I do about 10 miles away, I may stop by to look at it better as I've only glanced at it in the past but never really stopped to inspect. I more so wanted to see peoples real experience with it is all. But the weight factor of it alone if shying me away. But 3 in your area, lucky! I occasionally find a few good things here and there when I go in. I'm actually pretty impressed with their cheaply prices clamps for what they are.


----------



## FrankC (Aug 24, 2012)

John Smith_inFL said:


> JC - do you have a Harbor Freight near you that you can go by
> and check it out in person ?
> I have 3 in my area and they have a display set up on both the
> metal and wood work tables.
> ...


Good suggestion, everybody's expectations and ability to modify this will be different, some can make a silk purse from a sows ear others will be critical despite the low price.


----------



## justdraftn (Feb 20, 2019)

I got one of those for a quick work bench in the basement.
I have tweaked it and I love it. 
I added some new legs to raise it up to my working level. 








I pulled the crappy vise and installed my Record vise.









I lagged it to the wall and made it rock solid. 

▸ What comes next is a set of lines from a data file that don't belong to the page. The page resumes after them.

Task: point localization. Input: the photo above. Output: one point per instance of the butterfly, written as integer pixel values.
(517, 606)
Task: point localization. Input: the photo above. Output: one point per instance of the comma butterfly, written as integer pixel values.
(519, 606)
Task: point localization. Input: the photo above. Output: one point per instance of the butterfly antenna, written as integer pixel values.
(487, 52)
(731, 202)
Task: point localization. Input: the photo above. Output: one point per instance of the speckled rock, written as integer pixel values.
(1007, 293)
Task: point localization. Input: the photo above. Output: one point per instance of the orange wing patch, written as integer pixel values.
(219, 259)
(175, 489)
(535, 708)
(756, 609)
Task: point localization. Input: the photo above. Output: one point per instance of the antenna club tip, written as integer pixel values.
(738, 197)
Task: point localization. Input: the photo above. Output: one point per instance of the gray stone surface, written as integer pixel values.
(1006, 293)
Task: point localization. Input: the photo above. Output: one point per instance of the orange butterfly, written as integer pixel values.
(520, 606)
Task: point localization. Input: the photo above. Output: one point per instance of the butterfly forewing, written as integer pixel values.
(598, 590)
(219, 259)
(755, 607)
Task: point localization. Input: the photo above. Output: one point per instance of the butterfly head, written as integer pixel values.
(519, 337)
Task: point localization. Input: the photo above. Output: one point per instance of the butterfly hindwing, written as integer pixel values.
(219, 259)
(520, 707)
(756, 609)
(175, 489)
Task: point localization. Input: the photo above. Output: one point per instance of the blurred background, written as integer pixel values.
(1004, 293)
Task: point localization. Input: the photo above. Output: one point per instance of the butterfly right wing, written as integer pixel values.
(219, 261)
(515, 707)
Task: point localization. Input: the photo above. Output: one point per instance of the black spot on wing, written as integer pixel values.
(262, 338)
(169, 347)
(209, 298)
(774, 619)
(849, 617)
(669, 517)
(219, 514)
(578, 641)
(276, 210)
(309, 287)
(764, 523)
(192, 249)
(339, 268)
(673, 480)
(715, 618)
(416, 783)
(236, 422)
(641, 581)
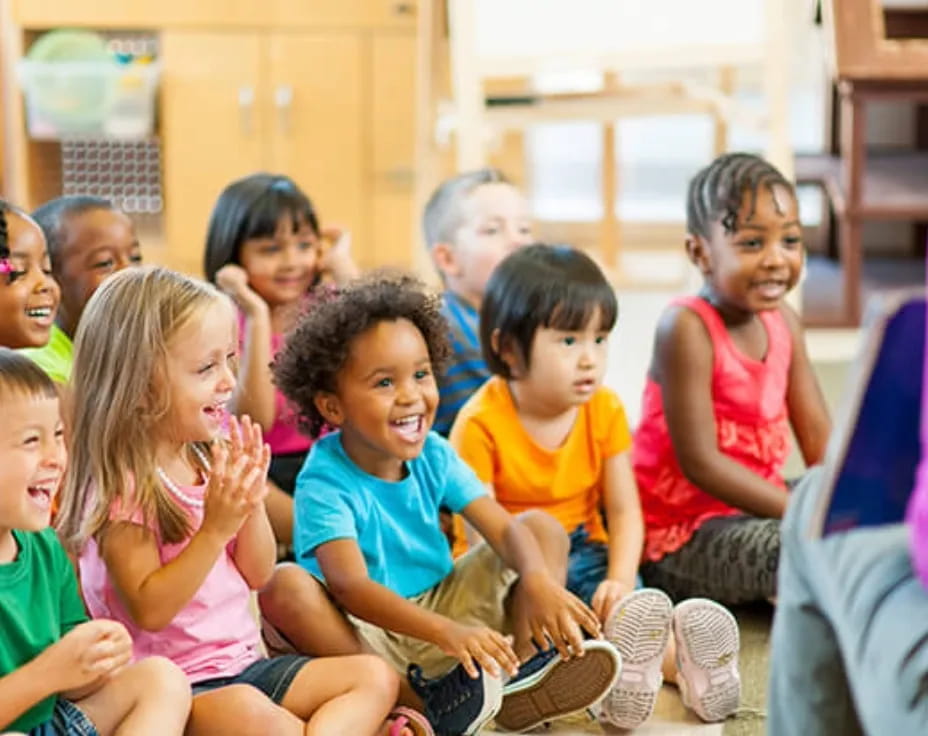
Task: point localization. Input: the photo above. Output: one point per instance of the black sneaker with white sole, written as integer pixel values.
(457, 704)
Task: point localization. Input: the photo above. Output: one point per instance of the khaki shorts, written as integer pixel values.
(474, 593)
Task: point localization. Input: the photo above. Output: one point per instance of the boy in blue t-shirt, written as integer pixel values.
(367, 504)
(59, 673)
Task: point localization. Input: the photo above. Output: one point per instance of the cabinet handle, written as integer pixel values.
(404, 8)
(283, 99)
(246, 105)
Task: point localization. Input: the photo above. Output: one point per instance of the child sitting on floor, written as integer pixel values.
(88, 240)
(728, 377)
(59, 673)
(471, 222)
(544, 433)
(264, 248)
(169, 521)
(364, 361)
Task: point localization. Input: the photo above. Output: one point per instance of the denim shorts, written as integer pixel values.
(67, 720)
(273, 676)
(587, 565)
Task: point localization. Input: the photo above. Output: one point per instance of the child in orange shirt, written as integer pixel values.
(543, 433)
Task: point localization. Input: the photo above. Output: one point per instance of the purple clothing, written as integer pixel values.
(917, 512)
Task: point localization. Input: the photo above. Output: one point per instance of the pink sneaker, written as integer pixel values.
(639, 627)
(707, 656)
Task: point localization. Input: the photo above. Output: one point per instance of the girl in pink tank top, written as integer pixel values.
(728, 378)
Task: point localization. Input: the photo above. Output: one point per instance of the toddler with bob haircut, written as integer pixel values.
(364, 361)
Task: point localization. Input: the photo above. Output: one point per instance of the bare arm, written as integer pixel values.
(254, 394)
(683, 368)
(807, 410)
(347, 580)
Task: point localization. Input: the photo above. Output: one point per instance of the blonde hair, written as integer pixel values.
(120, 352)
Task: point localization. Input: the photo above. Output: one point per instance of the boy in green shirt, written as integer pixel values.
(60, 675)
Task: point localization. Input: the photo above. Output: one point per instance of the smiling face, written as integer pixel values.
(282, 267)
(754, 267)
(94, 245)
(32, 461)
(386, 398)
(494, 221)
(199, 375)
(29, 295)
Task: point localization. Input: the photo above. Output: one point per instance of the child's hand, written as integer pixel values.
(233, 280)
(472, 645)
(237, 482)
(89, 652)
(608, 593)
(556, 616)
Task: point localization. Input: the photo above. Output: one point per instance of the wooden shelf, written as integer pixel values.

My shop has just evolved around it.
















It is a great bench.


----------



## Craig Mowrey (Apr 8, 2020)

JC2323, given your space limitations, have you considered the basic workbench from 2x4basics.com? they show lots of pictures of different versions, from a small 2x4 foot up to a 4x8 foot top. I built mine at 2.5 feet by 7 feet. I used half inch plywood for the bottom shelf, I left out the middle shelf (at first), and I use 3/16" ply for the top. Then I used engineered wood flooring we have left over from redoing our floor, and covered the top. Eventually I wanted the middle shelf, so I used my wife's old desktop. It was 2.5 by 5 feet, so I added short legs at the "middle" and wound up with a 2 foot wide gap at one end - perfect for storing my miter saw. I bolted my vise to one end, and my grinder to the other end. I bolted a 4 foot power strip to the back edge of the top, a couple of Harbor Freight magnetic strips to the side to hold handy tools.
Sometime soon I plan to add the "hutch" type shelving above it. I will have to relocate the power strip then, and I plan to mount a small shop vac on the to shelf to help me keep the whole thing cleaner. YMMV.


----------



## Elden Cozort (Oct 30, 2018)

If you are still looking, I made a workbench from an UltraHD bench I got from Sam's club (appx 200.00). It is very solid 25 by 72, hardwood top with adjustable steel legs. It also comes in shorter versions.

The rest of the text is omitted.